Un’attenta analisi dei feedback riportati dal nostro customer care, che dall’inizio abbiamo deciso di non riservare solo i nostri clienti, ma di fornire assistenza anche ai clienti dei nostri clienti, cioè i cessionari delle fatture emesse, indica che vale la pena di fare un po’ di chiarezza sull’argomento.

Prima di tutto, osserviamo come si sono comportate le Aziende di servizi per le varie utenze fornite a privati e aziende, professionisti, associazioni. Ebbene, non hanno cambiato una virgola nell’emissione della fattura, che contiene gli stessi dati che le varie utilities possedevano già nelle proprie anagrafiche.

Ciò è sorprendente! Ma allora il codice destinatario? Il codice alfanumerico di 7 caratteri, per nulla mnemonico in cui lo zero viene sempre immancabilmente confuso con la O, perché lo dobbiamo ricordare a memoria?

In effetti è bene precisare che non è obbligatorio indicare il codice destinatario in fattura, né inserendolo correttamente in fattura siamo certi che la fattura sia recapitata senza errori al destinatario voluto. Il sistema di interscambio infatti richiede che il codice fiscale, e la partita IVA se indicata, siano presenti in anagrafe tributaria e, verificati positivamente gli altri requisiti formali della fattura, la mette a disposizione in un’apposita area dedicata al destinatario corrispondente al codice fiscale indicato in fattura.

Allora è inutile?

Per niente, anzi è utilissimo se usato nel modo corretto.

Allora è utile leggere le specifiche tecniche emanate dal Direttore dell’Agenzia delle Entrate, per capire che la procedura seguita dal Sistema di Interscambio nella elaborazione delle fatture elettroniche, rispetta la seguente sequenza:

  1. se il soggetto ricevente ha l’indirizzo telematico al quale desidera ricevere le fatture elettroniche, provvede al recapito secondo le indicazioni fornite;
  2. se l’elemento informativo del file fattura CodiceDestinatario contiene un valore corrispondente ad un canale di trasmissione attivo, inoltra il file fattura al canale individuato.

Questo vuol dire che se il cessionario della fattura ha associato alla propria partita IVA un indirizzo telematico (codice destinatario), registrato all’Agenzia delle Entrate, qualsiasi valore sia stato specificato in fattura sarà ignorato. Quindi l’essenziale è registrare il codice destinatario sul sito dell’Agenzia delle Entrate .

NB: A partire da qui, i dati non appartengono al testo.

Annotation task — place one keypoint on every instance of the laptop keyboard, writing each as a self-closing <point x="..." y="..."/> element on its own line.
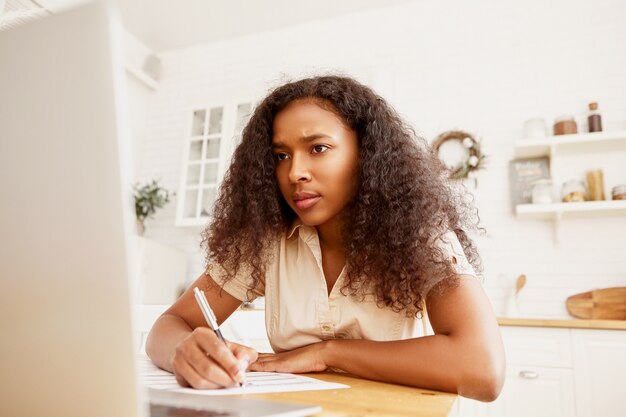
<point x="158" y="410"/>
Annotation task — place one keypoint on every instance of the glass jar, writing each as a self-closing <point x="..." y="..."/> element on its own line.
<point x="619" y="192"/>
<point x="565" y="125"/>
<point x="573" y="191"/>
<point x="535" y="128"/>
<point x="542" y="192"/>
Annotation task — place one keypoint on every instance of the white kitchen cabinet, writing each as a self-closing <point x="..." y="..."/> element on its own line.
<point x="535" y="391"/>
<point x="559" y="372"/>
<point x="600" y="372"/>
<point x="539" y="379"/>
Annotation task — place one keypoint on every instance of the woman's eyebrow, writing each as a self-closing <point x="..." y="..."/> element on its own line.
<point x="307" y="138"/>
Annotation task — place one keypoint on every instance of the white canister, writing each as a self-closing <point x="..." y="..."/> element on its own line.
<point x="535" y="128"/>
<point x="542" y="192"/>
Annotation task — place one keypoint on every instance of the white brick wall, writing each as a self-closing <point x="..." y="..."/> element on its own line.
<point x="483" y="66"/>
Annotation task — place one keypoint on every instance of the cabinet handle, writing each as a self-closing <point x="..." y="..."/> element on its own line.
<point x="528" y="374"/>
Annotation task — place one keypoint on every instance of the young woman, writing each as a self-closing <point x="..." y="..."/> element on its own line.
<point x="344" y="220"/>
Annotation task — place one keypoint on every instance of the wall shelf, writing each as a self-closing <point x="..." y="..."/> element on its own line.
<point x="564" y="144"/>
<point x="557" y="211"/>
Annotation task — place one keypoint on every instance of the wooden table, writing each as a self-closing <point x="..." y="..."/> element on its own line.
<point x="369" y="398"/>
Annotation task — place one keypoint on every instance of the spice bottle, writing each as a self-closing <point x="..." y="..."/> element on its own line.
<point x="594" y="119"/>
<point x="565" y="125"/>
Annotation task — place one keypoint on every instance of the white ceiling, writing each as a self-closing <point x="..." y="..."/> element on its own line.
<point x="170" y="24"/>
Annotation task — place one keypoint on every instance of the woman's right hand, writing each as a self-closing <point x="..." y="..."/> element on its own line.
<point x="203" y="361"/>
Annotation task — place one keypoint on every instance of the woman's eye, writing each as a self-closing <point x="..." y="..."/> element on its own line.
<point x="320" y="148"/>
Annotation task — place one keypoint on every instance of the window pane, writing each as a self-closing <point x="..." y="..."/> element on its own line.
<point x="195" y="150"/>
<point x="208" y="199"/>
<point x="215" y="120"/>
<point x="191" y="200"/>
<point x="213" y="148"/>
<point x="210" y="173"/>
<point x="193" y="174"/>
<point x="243" y="111"/>
<point x="199" y="117"/>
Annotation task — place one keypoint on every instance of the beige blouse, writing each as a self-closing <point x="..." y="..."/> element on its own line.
<point x="298" y="309"/>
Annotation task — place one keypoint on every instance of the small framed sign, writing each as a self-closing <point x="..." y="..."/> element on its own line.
<point x="523" y="173"/>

Un ultimo accorgimento: per permettere al SdI di recapitare senza errori la fattura, è necessario comunicare al fornitore la propria anagrafica fiscale corretta. Sembra banale, ma sempre in base all’analisi degli errori esaminati dal nostro customer care è importante ricordare che:

  • Le aziende devono comunicare sia codice fiscale che partita IVA, soprattutto se diversi.
  • I liberi professionisti e le ditte individuali, oltre alla partita IVA devono comunicare il codice fiscale del titolare dell’attività.
  • Le associazioni non in possesso di partita IVA, devono comunicare solo il codice fiscale.

Una verifica col proprio commercialista può essere utile.